Engels kümmerte sich zwar mit unerwartet großem Eifer um die Geschäfte, sah sich manchmal gezwungen, Angestellte zu entlassen, zum Beispiel wegen „Liederlichkeit.“ Doch in seinem Betrieb fanden die Proletarier „bessere Arbeitsbedingungen“ vor als anderswo. In „wenigen Fabriken“, zitiert Engels-Biograf Tristram Hunt, seien „die Arbeiter so einträglich und regelmäßig beschäftigt“ worden.[16]
Große Teile seiner Überschüsse verwendete er, um das Leben zu genießen und um bis zu seinem Tod „der Familie Marx regelmäßig über die Hälfte seiner Jahreseinkünfte zukommen“ zu lassen. Nach heutigem Wert waren das allein in den 19 Jahren seiner Firmenzugehörigkeit insgesamt bis zu 400.000 Pfund.[17]
Engels engagierte sich also nicht nur selbst anhaltend gegen den Kapitalismus, er finanzierte auch das antikapitalistische Wirken von Marx und versorgte diesen kontinuierlich mit unverzichtbaren Insiderinformationen aus der Arbeitswelt.[18]
Um seiner Mutter belastende Erbschaftsstreitigkeiten zu ersparen, verzichtete Engels 1860 in einer für ihn finanziell „äußerst ungünstigen Regelung“ auf seine Anteile am deutschen Zweig der väterlichen Firma.[19] Ebenso stimmte er einer unvorteilhaften Vereinbarung zu, um sich 1869 ganz aus dem Unternehmen zurückziehen zu können.

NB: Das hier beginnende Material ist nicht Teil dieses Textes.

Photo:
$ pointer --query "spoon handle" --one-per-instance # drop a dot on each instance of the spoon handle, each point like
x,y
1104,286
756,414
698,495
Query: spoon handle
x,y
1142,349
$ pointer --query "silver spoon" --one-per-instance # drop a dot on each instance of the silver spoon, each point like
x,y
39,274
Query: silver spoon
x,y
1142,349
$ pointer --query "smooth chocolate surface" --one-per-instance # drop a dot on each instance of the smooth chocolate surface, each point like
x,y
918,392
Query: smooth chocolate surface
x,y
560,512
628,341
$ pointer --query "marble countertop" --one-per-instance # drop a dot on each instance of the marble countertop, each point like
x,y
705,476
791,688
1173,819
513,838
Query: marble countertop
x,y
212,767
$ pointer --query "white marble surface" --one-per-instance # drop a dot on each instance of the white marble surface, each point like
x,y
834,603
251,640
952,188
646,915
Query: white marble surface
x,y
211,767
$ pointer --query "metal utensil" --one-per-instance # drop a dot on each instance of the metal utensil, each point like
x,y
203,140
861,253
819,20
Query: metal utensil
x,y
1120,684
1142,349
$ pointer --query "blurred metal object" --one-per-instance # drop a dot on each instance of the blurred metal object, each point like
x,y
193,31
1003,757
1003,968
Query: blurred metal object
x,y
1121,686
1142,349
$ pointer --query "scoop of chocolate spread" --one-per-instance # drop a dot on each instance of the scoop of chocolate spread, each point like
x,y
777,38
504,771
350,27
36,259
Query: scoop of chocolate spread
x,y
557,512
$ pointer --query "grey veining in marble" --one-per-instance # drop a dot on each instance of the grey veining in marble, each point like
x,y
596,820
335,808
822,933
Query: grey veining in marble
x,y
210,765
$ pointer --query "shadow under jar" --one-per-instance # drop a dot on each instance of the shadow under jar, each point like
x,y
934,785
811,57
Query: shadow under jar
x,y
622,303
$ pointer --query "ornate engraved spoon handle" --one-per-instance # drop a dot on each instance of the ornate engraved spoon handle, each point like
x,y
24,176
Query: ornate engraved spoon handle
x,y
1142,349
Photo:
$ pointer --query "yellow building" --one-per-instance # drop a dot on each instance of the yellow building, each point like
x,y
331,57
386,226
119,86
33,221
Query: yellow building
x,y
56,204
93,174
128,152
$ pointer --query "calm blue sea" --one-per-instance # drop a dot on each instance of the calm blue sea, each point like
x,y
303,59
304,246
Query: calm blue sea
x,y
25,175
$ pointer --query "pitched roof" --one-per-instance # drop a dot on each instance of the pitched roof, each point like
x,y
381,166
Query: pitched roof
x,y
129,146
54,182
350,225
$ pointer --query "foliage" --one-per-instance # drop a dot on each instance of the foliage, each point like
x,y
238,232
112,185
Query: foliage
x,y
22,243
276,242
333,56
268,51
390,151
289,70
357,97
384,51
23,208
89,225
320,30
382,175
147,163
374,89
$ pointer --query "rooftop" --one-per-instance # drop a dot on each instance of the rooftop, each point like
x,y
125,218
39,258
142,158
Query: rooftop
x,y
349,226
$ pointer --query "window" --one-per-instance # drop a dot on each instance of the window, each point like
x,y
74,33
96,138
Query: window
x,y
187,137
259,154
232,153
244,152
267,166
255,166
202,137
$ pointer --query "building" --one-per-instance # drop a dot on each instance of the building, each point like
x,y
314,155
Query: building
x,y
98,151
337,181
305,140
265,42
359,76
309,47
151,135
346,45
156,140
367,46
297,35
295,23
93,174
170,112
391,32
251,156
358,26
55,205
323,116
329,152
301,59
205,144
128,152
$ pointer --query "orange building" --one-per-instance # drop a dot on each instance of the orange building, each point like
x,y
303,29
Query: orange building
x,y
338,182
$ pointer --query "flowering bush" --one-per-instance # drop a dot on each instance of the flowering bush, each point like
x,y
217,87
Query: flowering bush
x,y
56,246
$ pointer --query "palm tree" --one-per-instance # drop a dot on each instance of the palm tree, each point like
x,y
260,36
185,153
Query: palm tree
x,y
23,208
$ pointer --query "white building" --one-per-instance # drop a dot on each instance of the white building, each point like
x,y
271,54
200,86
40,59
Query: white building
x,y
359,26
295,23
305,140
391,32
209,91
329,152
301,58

Die Marx-Tochter Eleanor berichtet: „Ich werde niemals das triumphierende ‚zum letzten Mal‘ vergessen, das er ausrief“, als er sich am Tag seines Ausscheidens ins Geschäft begab. Stunden später kehrte er von dort zurück, schwang „seinen Stock in der Luft und sang und lachte mit dem ganzen Gesicht. Dann tafelten wir festlich und tranken Champagner und waren glücklich“.[20]
Ich konnte nicht herausfinden, ob Engels trotz der permanenten Geschenke an Marx in der Lage war, „sein Kapital fortwährend auszudehnen, um es zu erhalten“ – wozu er ja laut Marx gezwungen gewesen wäre. Dass Kapitalausdehnung für Engels Priorität hatte, bezweifle ich.
Engels mit dem Etikett „personifiziertes“ Kapital versehen, das Wesentliche seiner Persönlichkeit mit „Kapitalseele“ erfassen zu wollen, erscheint mir in jedem Fall grotesk. Seine Aktivitäten als Revolutionär, sozialistischer Publizist und Politiker, als Sponsor, Bearbeiter und Erbeverwalter des Marxschen Werkes, als Begründer des „Marxismus“ waren unvergleichlich wirksamer als sein Mittun im „hündischen Commerce“: Er war ein Kapitalist, der den Kapitalismus weitaus mehr geschwächt als gestärkt hat. Sein Sich-über-die-Verhältnisse-Erheben war kennzeichnender für ihn als sein Agieren in der „Charaktermaske“.
Marx und Engels hatten zudem recht genaue Kenntnis von einem Kapitalisten, der diese Maske sogar komplett ablegte.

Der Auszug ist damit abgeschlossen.